2) have a clear strategy. a while back, my mom was pretty interested in a linkedin forum where some people didn't know the difference between objectives, strategies and tactics. to me (and her), strategies are pretty easy to discern from objectives and tactics. strategies are approaches, the general means by which objectives are accomplished. some people go right to tactics, which is a mistake because it doesn't allow you to fully consider all the alternatives that you have at your disposal when it comes to achievement of a goal. for example, in the case of the chicken triangle, my strategy is going to be to get her to give it to me willingly. there are a number of alternate approaches i could use, such as jumping up and nabbing it off the plate, or by creating a diversion say, taking a leak on the sofa and subtly stealing the chicken while she races off to get the upholstery cleaner. those 2 latter strategies, however, are likely to get me a big doggy spanking, while the first approach is much easier and devoid of pain.
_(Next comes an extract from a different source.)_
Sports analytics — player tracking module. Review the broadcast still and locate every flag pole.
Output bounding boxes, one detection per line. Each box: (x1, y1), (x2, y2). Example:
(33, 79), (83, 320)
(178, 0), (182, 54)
3) select appropriate tactics. now that i've decided on the "willing" strategy, i have to find specific actions that align. i have a huge arsenal of tools i can use, everything from double-barreled drool strands (my personal best: 8"!!) guaranteed to make a mess on the floor, to doing a little circle dance i know she loves ... or even telepathy, which hasn't yet actually worked but which i continue to pursue by staring fixedly at the chicken or whatever in hopes that my brain will actually compel movement of the food to my anxiously awaiting gullet. again, tactics like nabbing or barking or peeing are not well aligned with this strategy and so i won't pursue them. however ... puppy dog eyes are guaranteed to work in nearly every situation and in this case will be the primary, and quite possibly only, tactic required.

why puppy eyes work for dogs - and how they can work for you

here's the thing -- the most effective brand and marketing efforts are built on emotional connections, not on rational arguments. features, advantages and benefits -- all that stuff you learned about early in your career -- it's all still really important, but you've got to move on and understand this at a higher level. if FABs were all that mattered, all salt would be the same price (remember chemistry? all salt is NaCL. it's as much a commodity as any product i can think of, although my mom also likes to use toothpaste as an example.) next time you're at your local grocery, compare the price of morton's to the store brand.

anyway, i digress. the reason why puppy eyes work for dogs is that they inspire 2 very important emotions -- guilt and fear -- which most humans are completely inept at handling. when i fix her with that look, my mom feels guilty because she knows she blew off my walk today, yesterday or last october. it doesn't matter which date -- what matters is that she knows she doesn't do as much for me as she thinks she should (note, i didn't say as much as I think she should. i know i'm getting a pretty sweet deal, but that's for another post). the second emotion is fear --she's afraid that if she doesn't give me the chicken, i might eat something else outside that's not good for me and hurt myself. and then she'd have a giant vet bill, in addition to the guilt. not a good combo.

these emotions can work for you, too, especially if you're in cause marketing. i've seen this work brilliantly on my mom. when the local charities send their people around collecting door-to-door, she gives them money; when the people come collecting on a bitterly cold day, or in the rain, she gives them 2x whatever she usually gives them.

fear is a little trickier ... but still very effective. my mom has a friend who says fear is an essential element of ANY sale. the customer has to, deep down, somehow believe that whatever the other alternatives are aren't going to be as good, or deliver as much value, or be available under the same circumstances, as whatever it is you're offering. when mom finds our food on sale and isn't sure it'll still be available next time, woo wee! we get lots!!

so, when all else fails, try puppy eyes. (it works for me).

1 comment:

Erin Brandt said...

Very well done. That Willy is so smart...and his typing skills—impeccable.